CAGE SIZE, MOSQUITO DENSITY, AND BITING RATE EFFECTS IN LABORATORY TESTS OFREPELLENT

Authors: Barnard, Donald; Posey, Kenneth; Smith, Daniel; SCHRECK, CARL - RETIRED RES ENTOMOLOGIST

Submitted to: Medical and Veterinary Entomology
Publication Type: Peer Reviewed Journal
Publication Acceptance Date: 6/26/1997
Publication Date: N/A
Citation: N/A

Interpretive Summary: Mosquito repellents applied to the skin are the first line of defense for military troops deployed to areas of the world in which malaria, dengue, and other mosquito-transmitted diseases are present. The development of new repellents by ARS scientists at the Center for Medical, Agricultural, and Veterinary Entomology in Gainesville, Florida is the number one research priority of the Armed Forces Pest Management Board of the Department of Defense. Unfortunately, the time required to synthesize, develop, and test new repellents is many years and the costs for toxicological testing of these chemicals is millions of dollars. Both of these factors make it imperative that only the best candidate repellents be recommended for continued study and that such compounds be identified early in the candidate repellents evaluation process. The study reported in this paper shows how the testing conditions (cage size, mosquito density) currently used for this purpose can cause over-estimation of repellent protection times against mosquitoes. As a result, the authors recommend new and stringent repellent testing criteria that can be used to make the initial evaluation of repellent effectiveness. The new criteria should result in fast and conclusive determinations of repellent efficacy and will facilitate the identification and timely development of new and effective mosquito repellents for military use.
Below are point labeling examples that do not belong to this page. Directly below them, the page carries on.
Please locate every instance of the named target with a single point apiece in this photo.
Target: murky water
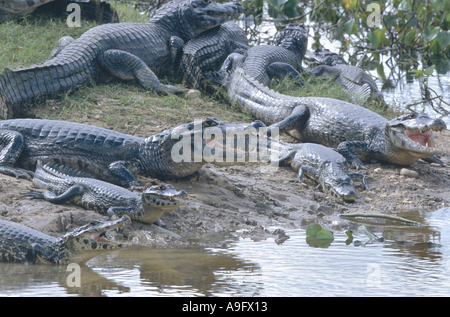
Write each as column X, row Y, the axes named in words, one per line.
column 402, row 265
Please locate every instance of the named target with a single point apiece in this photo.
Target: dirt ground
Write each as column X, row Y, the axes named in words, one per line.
column 245, row 200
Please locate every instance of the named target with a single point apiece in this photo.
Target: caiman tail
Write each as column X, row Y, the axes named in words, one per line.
column 53, row 76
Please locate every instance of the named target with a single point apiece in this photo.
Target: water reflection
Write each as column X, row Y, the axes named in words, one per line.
column 412, row 261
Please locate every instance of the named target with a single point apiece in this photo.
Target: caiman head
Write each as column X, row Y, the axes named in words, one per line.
column 158, row 199
column 413, row 133
column 192, row 17
column 294, row 38
column 88, row 241
column 214, row 140
column 323, row 56
column 341, row 187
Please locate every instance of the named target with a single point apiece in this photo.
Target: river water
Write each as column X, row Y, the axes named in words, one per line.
column 264, row 268
column 412, row 261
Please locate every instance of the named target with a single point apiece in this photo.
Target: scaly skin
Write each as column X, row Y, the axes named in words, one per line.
column 324, row 165
column 209, row 50
column 358, row 84
column 25, row 245
column 263, row 62
column 109, row 155
column 127, row 51
column 65, row 185
column 352, row 129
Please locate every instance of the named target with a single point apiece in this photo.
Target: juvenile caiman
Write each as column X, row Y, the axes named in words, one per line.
column 113, row 156
column 22, row 244
column 66, row 185
column 140, row 51
column 324, row 165
column 345, row 126
column 355, row 81
column 209, row 50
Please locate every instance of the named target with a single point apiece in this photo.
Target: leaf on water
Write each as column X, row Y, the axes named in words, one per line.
column 313, row 229
column 429, row 70
column 324, row 234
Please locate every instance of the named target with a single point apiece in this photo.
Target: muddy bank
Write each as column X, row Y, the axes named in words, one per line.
column 246, row 200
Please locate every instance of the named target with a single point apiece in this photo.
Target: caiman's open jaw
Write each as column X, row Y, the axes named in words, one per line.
column 92, row 237
column 413, row 133
column 164, row 197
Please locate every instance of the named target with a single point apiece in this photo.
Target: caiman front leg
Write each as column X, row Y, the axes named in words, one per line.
column 306, row 170
column 123, row 175
column 127, row 66
column 296, row 120
column 349, row 149
column 435, row 159
column 282, row 70
column 11, row 145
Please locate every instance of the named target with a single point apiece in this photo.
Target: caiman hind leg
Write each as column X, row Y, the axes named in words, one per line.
column 127, row 66
column 11, row 145
column 76, row 190
column 361, row 178
column 296, row 120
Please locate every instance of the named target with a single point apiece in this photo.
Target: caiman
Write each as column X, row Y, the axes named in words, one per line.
column 324, row 165
column 22, row 244
column 208, row 51
column 128, row 51
column 356, row 82
column 263, row 62
column 113, row 156
column 348, row 127
column 97, row 10
column 67, row 185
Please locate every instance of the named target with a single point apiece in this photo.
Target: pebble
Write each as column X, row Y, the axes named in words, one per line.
column 409, row 173
column 193, row 94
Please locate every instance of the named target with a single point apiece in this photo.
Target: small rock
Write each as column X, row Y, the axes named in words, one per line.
column 408, row 173
column 193, row 94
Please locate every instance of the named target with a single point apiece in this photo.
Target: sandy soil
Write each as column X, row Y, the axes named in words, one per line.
column 245, row 200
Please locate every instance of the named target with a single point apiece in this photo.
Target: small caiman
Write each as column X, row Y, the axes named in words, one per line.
column 22, row 244
column 66, row 185
column 324, row 165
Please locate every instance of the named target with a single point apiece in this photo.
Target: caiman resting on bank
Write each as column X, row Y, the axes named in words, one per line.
column 141, row 51
column 356, row 82
column 263, row 62
column 348, row 127
column 22, row 244
column 323, row 164
column 66, row 185
column 208, row 51
column 113, row 156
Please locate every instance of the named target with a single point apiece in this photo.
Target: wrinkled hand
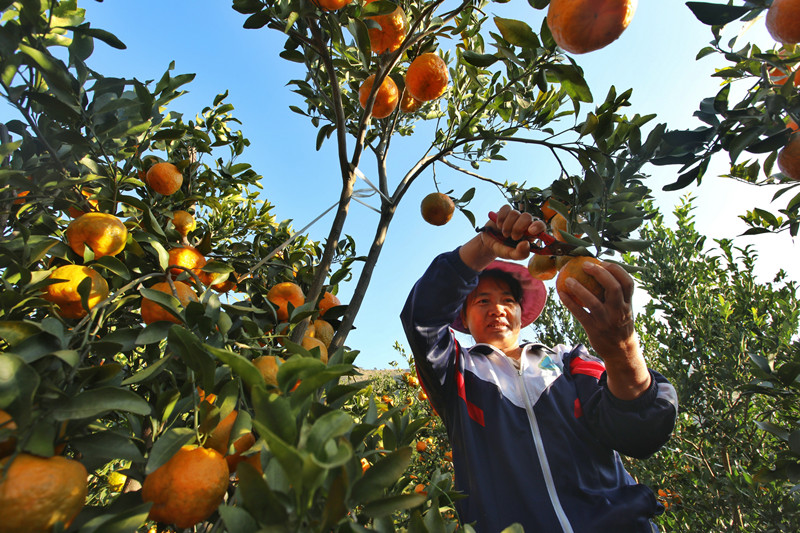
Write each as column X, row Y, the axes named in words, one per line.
column 511, row 223
column 609, row 326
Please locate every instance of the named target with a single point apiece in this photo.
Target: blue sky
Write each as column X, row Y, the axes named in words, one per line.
column 655, row 56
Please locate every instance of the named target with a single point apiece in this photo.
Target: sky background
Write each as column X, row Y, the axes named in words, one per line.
column 655, row 56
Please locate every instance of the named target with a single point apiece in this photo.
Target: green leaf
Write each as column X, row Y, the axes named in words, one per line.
column 390, row 504
column 479, row 60
column 107, row 445
column 166, row 446
column 18, row 382
column 381, row 475
column 716, row 14
column 241, row 366
column 517, row 33
column 96, row 402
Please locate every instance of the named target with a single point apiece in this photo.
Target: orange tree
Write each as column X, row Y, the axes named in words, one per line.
column 506, row 83
column 96, row 384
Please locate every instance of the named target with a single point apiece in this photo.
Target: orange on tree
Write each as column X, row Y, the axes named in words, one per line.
column 427, row 77
column 188, row 488
column 65, row 293
column 542, row 267
column 409, row 104
column 581, row 26
column 153, row 312
column 574, row 270
column 437, row 208
column 7, row 427
column 789, row 158
column 783, row 21
column 309, row 343
column 283, row 294
column 37, row 492
column 331, row 5
column 105, row 234
column 183, row 221
column 328, row 300
column 75, row 212
column 392, row 32
column 186, row 257
column 385, row 100
column 164, row 178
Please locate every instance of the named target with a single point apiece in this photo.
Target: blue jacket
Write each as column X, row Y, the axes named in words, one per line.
column 539, row 446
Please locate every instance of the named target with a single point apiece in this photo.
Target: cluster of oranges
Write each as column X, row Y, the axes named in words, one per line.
column 546, row 267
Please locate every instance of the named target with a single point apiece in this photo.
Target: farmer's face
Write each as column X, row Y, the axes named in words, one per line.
column 492, row 314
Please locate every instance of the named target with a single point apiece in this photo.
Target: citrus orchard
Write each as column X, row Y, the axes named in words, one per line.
column 385, row 100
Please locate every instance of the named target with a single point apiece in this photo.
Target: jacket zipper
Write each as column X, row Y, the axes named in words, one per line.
column 543, row 463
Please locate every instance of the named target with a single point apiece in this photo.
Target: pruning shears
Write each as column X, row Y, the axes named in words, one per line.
column 549, row 245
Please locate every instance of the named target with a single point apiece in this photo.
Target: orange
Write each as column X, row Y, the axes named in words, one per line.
column 268, row 366
column 581, row 26
column 309, row 343
column 20, row 197
column 323, row 331
column 65, row 293
column 328, row 300
column 105, row 234
column 152, row 312
column 409, row 104
column 789, row 158
column 780, row 77
column 783, row 21
column 331, row 5
column 390, row 36
column 75, row 212
column 574, row 270
column 36, row 492
column 183, row 221
column 188, row 488
column 164, row 178
column 547, row 211
column 385, row 101
column 282, row 294
column 542, row 267
column 426, row 77
column 437, row 208
column 7, row 425
column 186, row 257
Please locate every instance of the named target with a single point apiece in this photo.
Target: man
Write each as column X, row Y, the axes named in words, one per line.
column 536, row 432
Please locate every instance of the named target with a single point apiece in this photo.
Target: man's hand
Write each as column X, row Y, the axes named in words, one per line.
column 483, row 248
column 609, row 326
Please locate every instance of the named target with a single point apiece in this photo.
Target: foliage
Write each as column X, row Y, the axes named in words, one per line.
column 752, row 129
column 724, row 339
column 509, row 84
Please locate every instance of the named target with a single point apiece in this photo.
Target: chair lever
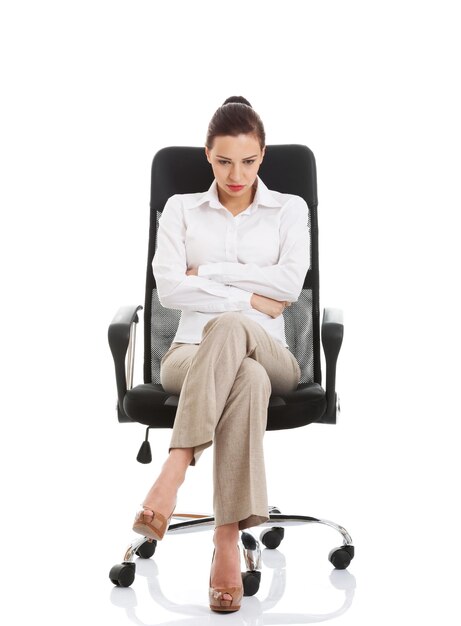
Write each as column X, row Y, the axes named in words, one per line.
column 145, row 452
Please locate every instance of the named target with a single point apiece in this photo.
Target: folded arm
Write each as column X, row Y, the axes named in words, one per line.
column 282, row 281
column 176, row 290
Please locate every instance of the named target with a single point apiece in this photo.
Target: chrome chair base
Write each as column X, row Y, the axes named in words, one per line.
column 123, row 574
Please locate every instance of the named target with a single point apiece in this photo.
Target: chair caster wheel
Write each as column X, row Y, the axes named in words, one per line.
column 272, row 537
column 251, row 581
column 147, row 549
column 341, row 557
column 122, row 575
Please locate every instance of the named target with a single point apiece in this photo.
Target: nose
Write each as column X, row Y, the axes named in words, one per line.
column 234, row 174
Technical Abstract: Mosquito biting rates and the mean duration (hours) of protection from bites (MDPB) of Aedes aegypti L. and Anopheles quadrimaculatus Say, using the repellent deet (N,N-diethyl-3-methylbenzamide), were observed in the laboratory in small (30 x 30 x 30 cm), medium (46 x 38 x 37 cm), and large cages (50 x 50 x 50 cm) containing low, medium, and high densities of mosquitoes (respectively, 640, 128, or 49 cm3 of cage volume per female). The MDPB for deet against Ae. aegypti ranged from 4.5 to 6.5 h and was significantly shorter (5.0 +/- 0.8 h) in large cages compared with medium (6.2 +/- 0.9 h) and small cages ( 6.2 +/- 0.8 h). In An. quadrimaculatus, the MDPB for deet ranged from 1.5 to 8.0 h, was shortest in small (3.7 +/- 2.3 h) and large cages (2.2 +/- 1.1 h) at medium (3.7 +/- 2.3 h) and high mosquito densities (2.5 +/- 1.7 h), and was longest in medium cages (6.2 +/- 2.6 h) at low mosquito densities (5.8 +/- 2.8 h). Biting rate was influenced by mosquito density and the time of observation (0800, 1200, 1600 h) in Ae. aegypti, but not An. quadrimaculatus, and in both species was a significant predictor of MDPB. When a standard dose of deet (1 ml, 25% in ethanol on 650 cm2 of skin) was used, large cages with high densities of mosquitoes resulted in the shortest repellent protection times; medium cages with low mosquito densities resulted in the longest protection times.